Using Hardware Serial
Every Arduino has at least one hardware serial port. We have already used this port to send our compiled sketches to the Arduino board each time we upload our code. The single hardware serial port on the Arduino Uno is connected to both the USB to Serial convertor chip on the interface board, as well as digital pins 0 and 1. This allows us to either communicate from our computer's USB port to the Arduino board or for the Arduino board to communicate with other devices.
Serial communication is a process of sending and receiving bytes of data in a sequential manner. Two of the microcontroller's pins are needed for this communication: pin 0 is the receive pin marked RX and pin 1 is the transmit pin marked TX. These pins are also connected to two of those blinking lights that go mad each time we upload a sketch. When connecting two serial devices to each other, it is necessary to cross-connect the TX pin from Device 1 to the RX pin of Device 2 and vice versa. This also means that anytime we are using the hardware serial communications to talk to things, we cannot have anything else connected to pins 0 and 1. Likewise, if an external device is connected to the Arduino RX or TX pins, then we will not be able to upload a new sketch until those pins have been disconnected.
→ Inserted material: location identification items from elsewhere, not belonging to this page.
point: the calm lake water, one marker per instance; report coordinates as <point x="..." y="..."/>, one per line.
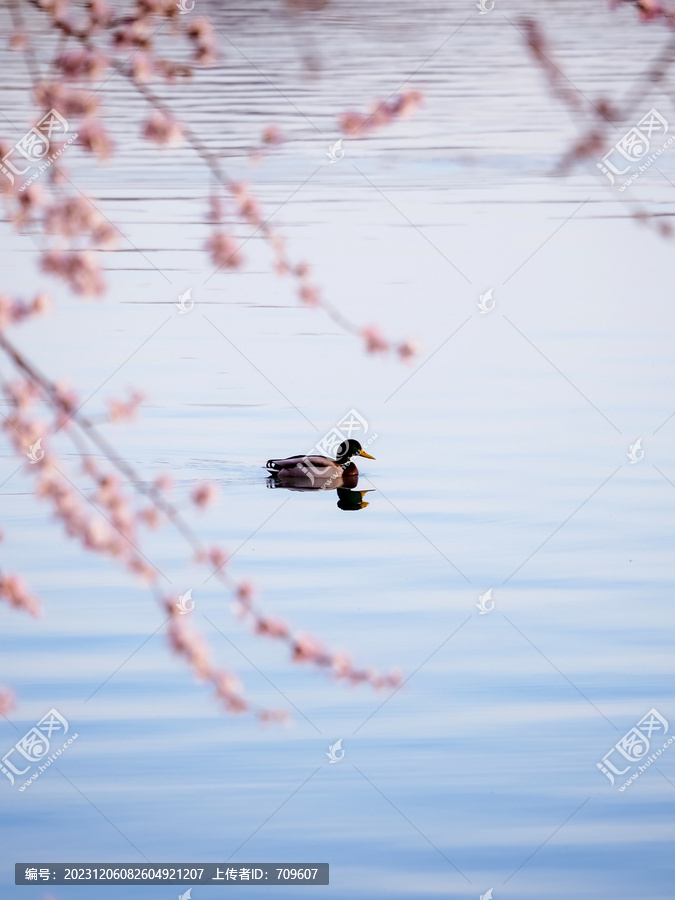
<point x="501" y="463"/>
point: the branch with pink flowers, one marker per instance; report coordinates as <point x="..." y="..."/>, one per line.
<point x="136" y="33"/>
<point x="110" y="519"/>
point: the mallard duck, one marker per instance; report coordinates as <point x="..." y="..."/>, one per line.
<point x="352" y="499"/>
<point x="320" y="472"/>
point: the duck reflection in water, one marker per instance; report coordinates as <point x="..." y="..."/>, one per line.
<point x="319" y="473"/>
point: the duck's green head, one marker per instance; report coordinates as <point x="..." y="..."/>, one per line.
<point x="350" y="448"/>
<point x="351" y="499"/>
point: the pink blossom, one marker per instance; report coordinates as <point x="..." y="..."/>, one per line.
<point x="162" y="129"/>
<point x="7" y="701"/>
<point x="272" y="135"/>
<point x="408" y="349"/>
<point x="375" y="342"/>
<point x="224" y="250"/>
<point x="204" y="494"/>
<point x="15" y="592"/>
The serial communications protocol sends data in 8-bit chunks, or 1-byte at a time. In the hardware implementation, the serial bus has an available buffer of 128 bytes, meaning that data up to this size will not be lost if the Arduino is busy doing something else and will be available the next time the data is read. Owing to the usefulness of serial for displaying information in terminal windows and other display devices, there are two ways to send this data: as a numerical value and as a character value. As a byte data type, we can send numerical values between 0 and 255 in each transmitted packet.
Instead of using simple numerical values, we can use the char data type to send a character value that corresponds to a standard protocol called ASCII, short for American Standard Code for Information and Interchange. ASCII is a method of coding characters with a value from 0 to 255. For example, the character 'a' translates to the value 97. We will revisit this shortly but for now, Table 10-1 provides a chart of the ASCII character codes and the corresponding characters.
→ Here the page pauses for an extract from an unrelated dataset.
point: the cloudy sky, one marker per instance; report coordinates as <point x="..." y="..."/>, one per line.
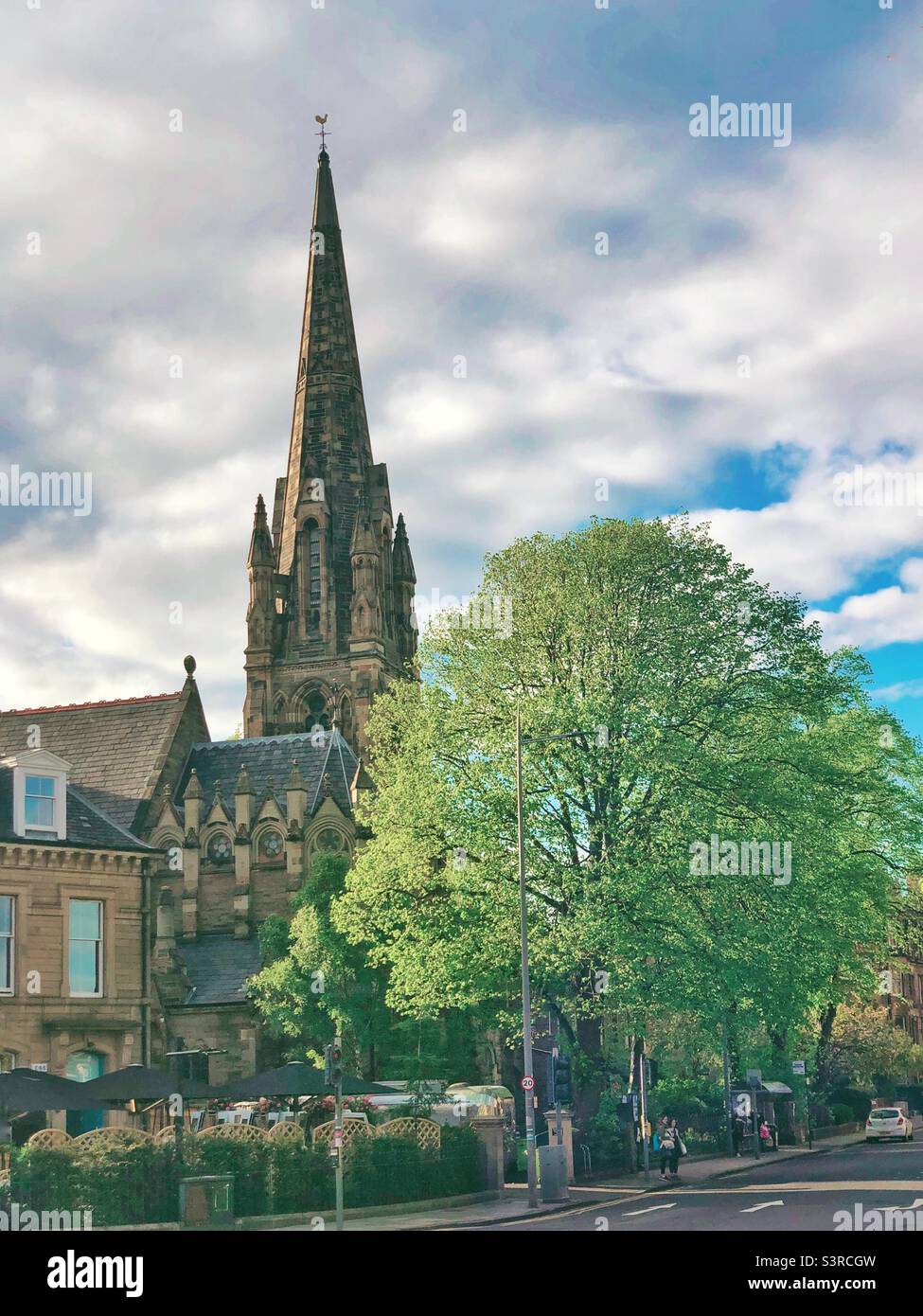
<point x="752" y="333"/>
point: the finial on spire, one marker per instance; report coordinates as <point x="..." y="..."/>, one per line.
<point x="322" y="120"/>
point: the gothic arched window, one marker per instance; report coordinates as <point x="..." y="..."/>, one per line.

The ASCII codes also contain something called escape codes. These characters have been around for a while and control things like character returns, tabs, and line feeds or newlines. Later in our example code, we use the sequence '/n', which is one of the control characters, a non-printable character that controls the behavior of a device, to signal when a line has been entered. Table 10-2 provides some of the common escape codes.
Finally, how fast we send our packets of information is called the data rate or sometimes the baud rate. This is a measure of how many pulses are being sent or received in one second, also known as bits per second (bps). A sort of de facto standard baud rate for the Arduino is 9600 bps although the microcontroller is capable of communications at a range of speeds up to 115,200 bps, as needed by whatever specific devices that the Arduino is connected to. Both the sending and receiving device need to be set to the same data rate to ensure that both devices are speaking at the same speed.
With the boring basics for using serial communications out of the way, let's turn our attention to the next project and some of the Serial functions available to us.